= Overt act =

Act from which criminal intent can be inferred

In criminal law, an overt act is a criminal act that can be clearly proved by evidence and from which criminal intent can be inferred, as opposed to a mere intention in the mind to commit a crime. Such an act, even if innocent per se, can potentially be used as evidence against someone during a trial to show participation in a crime. For instance, the purchase of a ski mask, which can conceal identity, is generally a legal act but may be an overt act if it is purchased in the planning of a bank robbery.

==Content==
The term is more particularly employed in cases of treason, which must be demonstrated by some overt or open act in some jurisdictions. This rule was enacted in the law of England (see the Treason Act 1547), and was later adopted by the United States in Article III, Section 3 of the United States Constitution, which provides that "No Person shall be convicted of Treason unless on the Testimony of two Witnesses to the same overt Act, or on Confession in open Court." In Cramer v.

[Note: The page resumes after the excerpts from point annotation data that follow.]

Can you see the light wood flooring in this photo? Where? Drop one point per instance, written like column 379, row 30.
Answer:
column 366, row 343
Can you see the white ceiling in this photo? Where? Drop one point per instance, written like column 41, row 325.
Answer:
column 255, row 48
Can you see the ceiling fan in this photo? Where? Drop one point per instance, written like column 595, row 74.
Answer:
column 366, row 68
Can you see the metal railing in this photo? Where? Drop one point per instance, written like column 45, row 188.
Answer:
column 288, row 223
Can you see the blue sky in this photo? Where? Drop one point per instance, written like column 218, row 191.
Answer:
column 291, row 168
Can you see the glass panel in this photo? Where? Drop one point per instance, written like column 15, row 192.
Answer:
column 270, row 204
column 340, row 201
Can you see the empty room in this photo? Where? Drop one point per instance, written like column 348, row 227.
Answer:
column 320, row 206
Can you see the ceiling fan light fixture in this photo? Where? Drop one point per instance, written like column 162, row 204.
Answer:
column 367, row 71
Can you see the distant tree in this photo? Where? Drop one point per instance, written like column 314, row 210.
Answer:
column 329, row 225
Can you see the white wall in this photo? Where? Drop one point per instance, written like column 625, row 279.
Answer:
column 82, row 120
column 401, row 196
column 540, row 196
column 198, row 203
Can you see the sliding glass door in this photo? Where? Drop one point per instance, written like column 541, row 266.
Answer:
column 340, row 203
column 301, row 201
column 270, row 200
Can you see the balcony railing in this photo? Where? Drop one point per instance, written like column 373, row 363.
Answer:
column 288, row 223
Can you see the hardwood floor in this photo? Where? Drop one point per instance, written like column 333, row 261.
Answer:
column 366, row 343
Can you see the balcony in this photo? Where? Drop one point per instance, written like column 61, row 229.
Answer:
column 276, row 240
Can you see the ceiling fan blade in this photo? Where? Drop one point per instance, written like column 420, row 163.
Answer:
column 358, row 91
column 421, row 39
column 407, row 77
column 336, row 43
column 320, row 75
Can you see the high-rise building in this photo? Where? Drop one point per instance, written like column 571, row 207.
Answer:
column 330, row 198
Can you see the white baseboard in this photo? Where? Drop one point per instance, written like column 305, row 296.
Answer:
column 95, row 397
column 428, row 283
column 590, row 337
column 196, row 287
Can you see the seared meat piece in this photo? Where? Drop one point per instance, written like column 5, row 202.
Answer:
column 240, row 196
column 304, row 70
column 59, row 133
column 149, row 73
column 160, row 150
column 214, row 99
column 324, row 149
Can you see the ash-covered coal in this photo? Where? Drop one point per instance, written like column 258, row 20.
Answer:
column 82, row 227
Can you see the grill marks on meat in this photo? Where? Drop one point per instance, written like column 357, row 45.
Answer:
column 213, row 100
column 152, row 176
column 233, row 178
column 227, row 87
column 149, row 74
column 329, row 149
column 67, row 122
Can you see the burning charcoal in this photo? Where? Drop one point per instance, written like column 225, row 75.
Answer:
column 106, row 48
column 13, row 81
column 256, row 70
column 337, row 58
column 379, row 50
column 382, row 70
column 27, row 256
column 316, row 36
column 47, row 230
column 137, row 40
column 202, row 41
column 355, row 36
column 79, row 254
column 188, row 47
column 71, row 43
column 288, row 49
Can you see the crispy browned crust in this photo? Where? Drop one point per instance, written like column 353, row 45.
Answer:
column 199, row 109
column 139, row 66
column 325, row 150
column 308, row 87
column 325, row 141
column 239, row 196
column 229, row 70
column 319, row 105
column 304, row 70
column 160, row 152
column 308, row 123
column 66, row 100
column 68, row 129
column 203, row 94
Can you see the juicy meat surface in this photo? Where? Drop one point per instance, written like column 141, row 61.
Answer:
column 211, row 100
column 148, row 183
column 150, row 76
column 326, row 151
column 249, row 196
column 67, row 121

United States, the Supreme Court ruled that "every act, movement, deed, and word of the defendant charged to constitute treason must be supported by the testimony of two witnesses." In Haupt v. United States (330 U.S. 631), however, the Supreme Court found that two witnesses are not required either to prove intent or to prove that an overt act is treasonable. The two witnesses, according to that decision, are required to prove only that the overt act occurred.

In some jurisdictions, a defendant cannot be convicted of criminal conspiracy unless an overt act is proved.